Tuesday, June 21, 2011

Pioneer women physicians and the WalMart Supreme Court decision

Maybe it's my medical background--I come from a family of physicians, married one, worked in osteopathic medical schools--and maybe it's my interest in the history of the Old West, but I am fascinated by pioneer women physicians. I once wrote a novel, Mattie, based on the life of Georgia Arbuckle Fix who practiced on the Nebraska frontier in the late 18th and early 19th century. That novel earned me a Spur Award from Western Writers of America, an award of which I am justifiably proud. (A bit of self-promotion: Mattie is available from Amazon in print or on KIndle or Smashwords as an e-book).
My friend Dale Walker wrote a terrific book about another pioneer woman physician, who predates Dr. Fix. Mary Edwards Walker, born in 1832, practiced medicine during the Civil War, on the bloodiest battlefields as well as ministering to citizens wherever she was. Accused of spying, she was briefly held in a southern prison camp--surely an incredibly horrible experience for a woman, let alone the many men who suffered that fate. To say she was unconventional is an understatement--she held strong political beliefs and wasn't hesitant to express them all her life, she fought for woman's suffrage and prohibition, she championed the professionalism of nurses even though she always made it clear she was a doctor and not a nurse, and she fought for Prohibition. And she wore bloomers--those long, baggy pants that narrowed at the ankles made fashionable by Amanda Bloomer--because, according to Dr. Walker, the long skrits that dragged the ground were not hygenic. But it is her service during the Civil War that, to me, is the most remarkable. Most of the U.S. Army did not trust her--a woman physician? Pshaw! But she persevered--at Manassas, Fredericksburg, Chickamauga and other battles. She met President Abraham Lincoln and Mrs. Lincoln and corresponded with Secretary of War Edwin Stanton. After the war, she toured the United Kingdom, arousing controversy wherever she went--mostly because of her dress. In 1865, President Andrew  Johnson awarded her the Medal of Honor--the only woman in U. S. history to receive this prestigious award. It was her most prized possession, something she never gave up, even when it was rescinded from the record during the height of the women's suffrage movement. President Jimmy Carter restored the medal to her, but of course by then she was long dead.

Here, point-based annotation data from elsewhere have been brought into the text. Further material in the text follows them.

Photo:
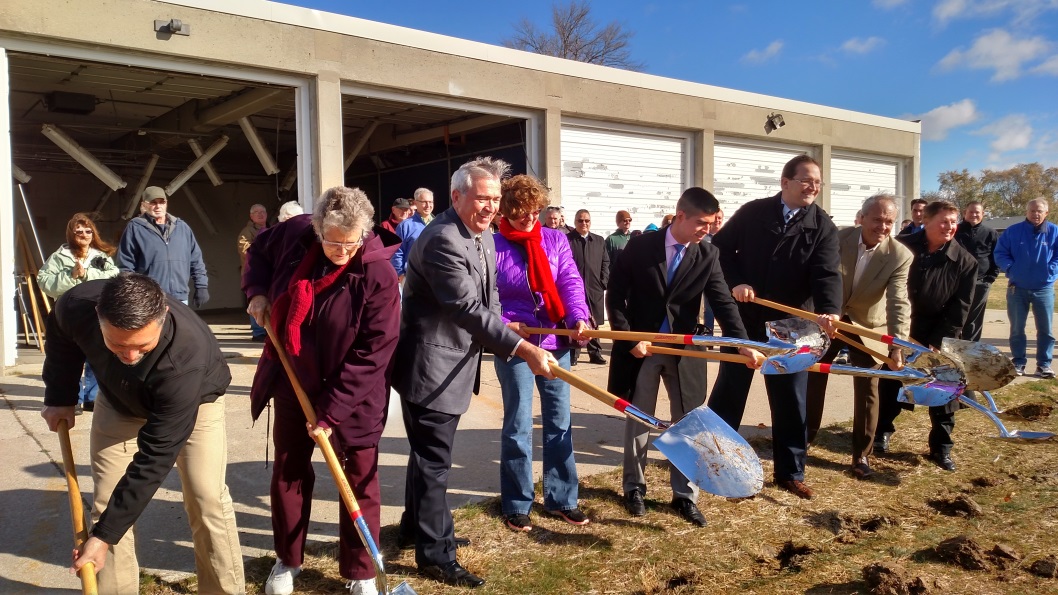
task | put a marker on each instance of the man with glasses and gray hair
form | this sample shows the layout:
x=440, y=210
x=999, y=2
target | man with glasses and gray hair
x=451, y=288
x=163, y=247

Of her lifelong battle for equality, she wrote "Woman's mind is an emanation from Deity, and man's mind is very probably emanated from the same source, and the difference in the minds of the sexes is owing in part to the roughness of the clay . . . ."
Dale Walker is an award-winning historian of the American West, with a long list of outstanding books to his credit. No, he's not a descendant of Mary Edwards Walker or her branch of the Walker family. Find the book on Amazon at http://www.amazon.com/Mary-Edwards-Walker-Beyond-American/dp/B001G8WCN8/ref=sr_1_4?s=books&ie=UTF8&qid=1308708580&sr=1-4. There are several books on Walker, but knowing Dale's thorough research, I'm quite sure this is the most accurate and complete.

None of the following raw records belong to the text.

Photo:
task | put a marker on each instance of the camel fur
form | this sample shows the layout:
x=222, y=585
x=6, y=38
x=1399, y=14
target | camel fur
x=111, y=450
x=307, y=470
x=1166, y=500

This book--and the story of pioneer women physicians--seems most appropriate to me today, as I ponder the Supreme Court decision on the class action suits against WalMart. Sure, I understand the legal terms--there were too many unrelated cases of discrimination--but I find it significant that all three women justices dissented from the decision. And that Justice Scalia, who wrote the opinion, has been openly biased against women.
I've never been one to whine that women don't get their due--I've had a good career and never felt hampered by my gender--but I recognize it's a battle that's not completely won yet. It's like racial discrimination: we've come a long way, baby, but we still have a ways to go.